To make matters worse, DoorDash could find it difficult to retain drivers, as it does away with its fuel surcharge, a direct response to the recent surge in prices at the pump. Although energy prices have pulled back considerably off their highs, many drivers are still likely to feel the pressure of higher prices eating into their incomes.

According to Business Insider, certain DoorDash drivers have been rejecting a big chunk of orders following the conclusion of the $5 per 100-mile relief payment to help drivers cope with higher costs of fuel.

DoorDash may have ended its surcharges a tad early. With oil prices fluctuating between $95-105, there may need to be a more substantial pullback before the economics of being a “Dasher” can improve towards pre-pandemic levels.

While DoorDash and other food-delivery platforms are likely to take share away from dine-in restaurants over the long run, grocery stores could take the place of ordering in if a recession were to hit.

Fortunately, a lot of recessionary headwinds seem to already be baked into the stock. And if the coming economic contraction is mild as some pundits expect, DoorDash may actually have a bit of room to the upside, as transitional inflationary pressures pass and demand is given a chance to pick up again.

Amazon’s Push into Food Delivery Should be Concerning to DoorDash Investors

Amazon is a mega-cap disruptor that’s continuing to spread its wings into new markets. Recently, the e-commerce behemoth bought a 2% stake in food-delivery firm GrubHub. In a new agreement, Amazon Prime members in the U.S. now get a complimentary year of GrubHub+.

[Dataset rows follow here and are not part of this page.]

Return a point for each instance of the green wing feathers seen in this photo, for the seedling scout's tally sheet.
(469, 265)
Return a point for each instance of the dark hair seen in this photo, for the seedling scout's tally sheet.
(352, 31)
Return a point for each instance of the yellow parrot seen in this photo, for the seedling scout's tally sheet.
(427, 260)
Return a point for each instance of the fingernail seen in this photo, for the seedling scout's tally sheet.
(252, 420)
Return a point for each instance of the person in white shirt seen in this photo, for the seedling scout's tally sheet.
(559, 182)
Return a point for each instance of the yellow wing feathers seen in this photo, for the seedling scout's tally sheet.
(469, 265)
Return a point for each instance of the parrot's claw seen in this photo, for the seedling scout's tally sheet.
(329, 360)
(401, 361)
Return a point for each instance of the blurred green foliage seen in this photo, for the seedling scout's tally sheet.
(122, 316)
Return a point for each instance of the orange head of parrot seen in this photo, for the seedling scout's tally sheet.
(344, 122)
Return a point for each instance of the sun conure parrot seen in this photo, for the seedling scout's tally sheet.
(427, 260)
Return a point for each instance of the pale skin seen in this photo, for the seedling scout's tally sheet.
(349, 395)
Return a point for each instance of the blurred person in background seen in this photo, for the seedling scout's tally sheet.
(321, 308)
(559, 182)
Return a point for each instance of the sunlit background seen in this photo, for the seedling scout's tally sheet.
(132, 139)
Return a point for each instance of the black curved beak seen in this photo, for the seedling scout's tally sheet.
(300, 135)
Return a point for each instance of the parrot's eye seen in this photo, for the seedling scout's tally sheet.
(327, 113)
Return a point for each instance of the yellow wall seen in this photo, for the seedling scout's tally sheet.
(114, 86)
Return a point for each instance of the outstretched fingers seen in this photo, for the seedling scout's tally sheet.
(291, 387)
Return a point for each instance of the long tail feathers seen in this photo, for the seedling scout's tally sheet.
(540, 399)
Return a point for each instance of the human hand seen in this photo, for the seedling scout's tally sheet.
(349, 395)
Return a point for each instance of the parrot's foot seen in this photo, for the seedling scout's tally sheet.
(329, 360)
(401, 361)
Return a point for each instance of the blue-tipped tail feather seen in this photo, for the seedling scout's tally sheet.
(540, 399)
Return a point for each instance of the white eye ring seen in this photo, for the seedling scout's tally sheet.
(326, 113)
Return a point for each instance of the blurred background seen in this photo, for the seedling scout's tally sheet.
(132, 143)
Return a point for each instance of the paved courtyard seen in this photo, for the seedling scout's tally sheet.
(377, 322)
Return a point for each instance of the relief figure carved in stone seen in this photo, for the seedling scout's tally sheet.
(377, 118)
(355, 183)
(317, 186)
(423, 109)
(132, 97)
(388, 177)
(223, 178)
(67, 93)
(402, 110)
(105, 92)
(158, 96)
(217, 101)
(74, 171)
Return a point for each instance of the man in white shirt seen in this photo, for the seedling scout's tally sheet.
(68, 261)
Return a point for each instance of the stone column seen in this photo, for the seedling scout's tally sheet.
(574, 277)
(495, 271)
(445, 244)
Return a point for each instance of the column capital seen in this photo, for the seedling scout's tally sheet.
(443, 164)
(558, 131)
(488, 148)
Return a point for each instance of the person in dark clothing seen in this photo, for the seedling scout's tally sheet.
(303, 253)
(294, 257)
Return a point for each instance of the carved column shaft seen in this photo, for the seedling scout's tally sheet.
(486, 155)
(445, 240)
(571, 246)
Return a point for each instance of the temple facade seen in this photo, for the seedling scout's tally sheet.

Undoubtedly, the deal is bad news for DoorDash. Prime is one of the stickiest subscription services out there, and many DoorDash users will take their business over to Grubhub. As Amazon looks to grow its presence in food delivery, DoorDash may have to team up with another big-league tech firm to make it through a competitive onslaught.

Today, DoorDash enjoys network effects, but if Amazon wants to go after its customers and drivers, nothing appears to be stopping it. Amazon can take a big margin hit and lose considerable sums of cash with its food delivery expedition. DoorDash may not be able to keep up unless it teams up with another provider of a broad range of services.

Wall Street’s Take

According to TipRanks’ analyst rating consensus, DASH stock comes in as a Moderate Buy. Out of 21 analyst ratings, there are 11 Buy recommendations, and 10 Hold recommendations.

The average DoorDash price target is $105.32, implying an upside of 48.07%. Analyst price targets range from a low of $67 per share to a high of $185 per share.

The Bottom Line on DoorDash Stock

Recessionary and inflationary headwinds are a major concern. However, it’s competitive pressures from Amazon that has me most concerned. In the future, Amazon may decide to significantly increase its stake in GrubHub and offer food delivery as a perk in a higher tier of Prime.

For now, DoorDash finds itself between a rock and a hard place. And I’m not so sure how the firm will pivot to retain its dominance in the not-so-profitable business of food delivery.